Farm Progress

Pre-conditioning — easier cotton defoliation

Roy Roberson 2

February 24, 2010

4 Min Read

As many growers in the South found out recently, picking cotton in January is not a good idea. Thanks to a wicked and wet turn from Mother Nature, too many growers had no option but to pick into the New Year.

Recent results of tests on pre-conditioning treatments to prepare cotton for defoliation indicate there may be some advantages in timeliness and convenience that could have spared growers some of the stress of December and January picking.

The tests were conducted by North Carolina State University graduate student and researcher Seth Holt over two years in North Carolina and Virginia.

“It’s not unusual for cotton growers in any of the cotton producing areas of the country to have to defoliate cotton with rank growth and heavy canopy density twice. It is not only costly, but it is time consuming and can rob the grower of the opportunity to pick cotton when harvest conditions are good,” Holt told attendees at the recent Beltwide Cotton Conferences held in New Orleans.

“Often the cotton crop is uniform and ready for defoliation, but the grower can’t defoliate all his cotton because he can’t pick it fast enough to prevent regrowth and other harvest problems. If the grower is using a two or three-way combination defoliant, this can involve a significant number of acres and will get expensive real fast,” Holt explains.

By pre-conditioning cotton for defoliants, Holt explains his research team applied a low volume, cheap rate of a defoliant to prepare the crop for a full rate defoliation. Though he technically does defoliate twice, he contends the lower cost, slower acting early defoliation is cheaper and allows the grower a bigger window of opportunity to pick his crop.

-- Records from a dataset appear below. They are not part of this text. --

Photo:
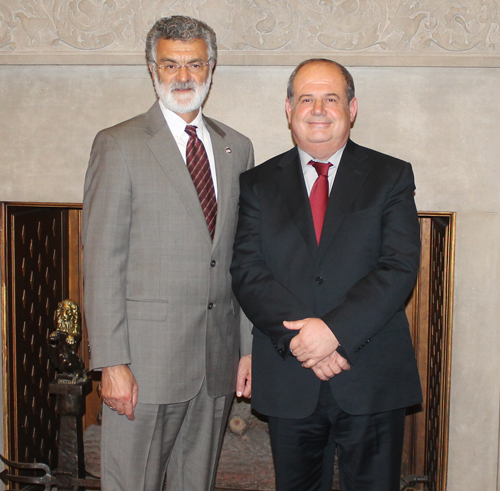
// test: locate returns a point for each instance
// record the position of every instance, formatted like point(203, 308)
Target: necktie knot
point(319, 196)
point(321, 167)
point(191, 131)
point(199, 169)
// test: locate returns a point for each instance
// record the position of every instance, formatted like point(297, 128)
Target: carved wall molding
point(255, 32)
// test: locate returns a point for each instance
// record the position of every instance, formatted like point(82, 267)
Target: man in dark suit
point(159, 218)
point(326, 253)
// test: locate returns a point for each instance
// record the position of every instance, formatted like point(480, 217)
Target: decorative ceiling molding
point(258, 32)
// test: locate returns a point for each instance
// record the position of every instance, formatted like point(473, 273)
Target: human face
point(182, 92)
point(319, 116)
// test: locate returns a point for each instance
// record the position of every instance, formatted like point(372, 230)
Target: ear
point(353, 109)
point(288, 108)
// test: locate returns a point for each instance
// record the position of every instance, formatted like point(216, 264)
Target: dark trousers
point(369, 448)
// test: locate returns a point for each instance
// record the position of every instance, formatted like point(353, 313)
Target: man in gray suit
point(159, 219)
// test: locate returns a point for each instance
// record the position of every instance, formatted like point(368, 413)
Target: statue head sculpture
point(64, 341)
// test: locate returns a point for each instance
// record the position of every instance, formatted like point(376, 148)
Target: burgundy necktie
point(199, 168)
point(319, 196)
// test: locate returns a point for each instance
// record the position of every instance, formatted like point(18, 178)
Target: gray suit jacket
point(157, 290)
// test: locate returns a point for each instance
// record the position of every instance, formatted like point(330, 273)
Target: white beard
point(182, 103)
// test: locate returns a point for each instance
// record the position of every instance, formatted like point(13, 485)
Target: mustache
point(176, 85)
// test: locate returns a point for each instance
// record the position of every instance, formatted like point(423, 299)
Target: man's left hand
point(314, 342)
point(331, 366)
point(244, 377)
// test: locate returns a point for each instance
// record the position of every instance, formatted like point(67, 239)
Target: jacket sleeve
point(106, 218)
point(265, 301)
point(374, 299)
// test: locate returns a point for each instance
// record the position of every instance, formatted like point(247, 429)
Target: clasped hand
point(119, 389)
point(315, 346)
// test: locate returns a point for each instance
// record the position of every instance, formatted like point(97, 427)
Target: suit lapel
point(289, 180)
point(352, 172)
point(224, 168)
point(166, 151)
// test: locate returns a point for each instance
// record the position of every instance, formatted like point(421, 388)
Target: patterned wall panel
point(36, 267)
point(439, 349)
point(253, 28)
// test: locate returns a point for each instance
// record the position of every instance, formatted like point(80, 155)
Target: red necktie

In 2009, pre-conditioning could have allowed some growers to harvest more of their crop ahead of record-breaking December rains and snows and would have definitely paid big returns to the grower.

“Right now pre-conditioning cotton for defoliation is more of a convenience factor than anything else. Our tests in North Carolina and Virginia clearly indicate some differences between cotton that was pre-conditioned and then fully defoliated versus a one-time or two-time conventional defoliation. However, I must stress that so far we have not seen any definitive yield improvement (or decline) using this system,” Holt says.

Early fall pre-conditioning defoliation could promote rapid defoliation, remove older foliage for more complete defoliation, produce cleaner fiber and reduce weather-related harvest delays.

Holt’s research team looked at reduced rates of DEF, Dropp, Prep and ET. The standard defoliation was a three-way combination of DEF, Prep and Dropp. All were applied at 15 gallons per acre. The pre-conditioning treatments were applied seven days ahead of standard defoliation.

They used two aggressive, rapid growing, heavy canopied varieties for their tests — DPL 164 and Stoneville 6611. They applied six tons per acre of poultry litter on high moisture soils. “The idea was to create very rank growing plants and heavy canopies, which we did,” Holt says.

In both years a pre-condition rate of DEF worked well, produced a good level of defoliation and set the crop up well for standard defoliation. DEF, Prep and ET all worked comparably well in the second year of the test.

At all sites and in both years the heavily canopied cotton responded well to the pre-condition plus standard three-way defoliation program when evaluated seven days after the standard treatment and 14 days after the pre-conditioning treatment.

Compared to a one-time standard three-way defoliation all the pre-condition, plus standard defoliation treatments produced a higher percentage defoliation than the standard three-way treatment alone.

Regrowth was not statistically different 21 days after the one-time standard treatment and 28 days after the pre-conditioning, plus the standard treatment.

“Visually, you could clearly see both years at all locations that the pre-conditioning treatment, plus the standard treatment, produced a higher level of defoliation. In the standard treatment you could consistently see more leaves in this thick, dense canopy,” Holt says.

It seems clear that a pre-conditioning program plus a standard defoliation application will be a better strategy for thick canopies by allowing more efficient defoliation. In some cases, the pre-conditioning strategy improves overall defoliation, perhaps produces early harvest and allows the grower to maintain the time window between standard defoliation and harvest — not prolonging the period.

“I want to make it clear that the pre-conditioning treatment in our tests did not improve yield, lint percentage, fiber quality or bolls above cracked bolls in any of the treatments,” Holt concludes.

“We will look at the economic benefits of using one of these pre-conditioning treatments. We will look at different application methods and other factors in addition to determine whether this can be a consistent money-making or cost-saving strategy for growers,” the North Carolina State researcher concludes.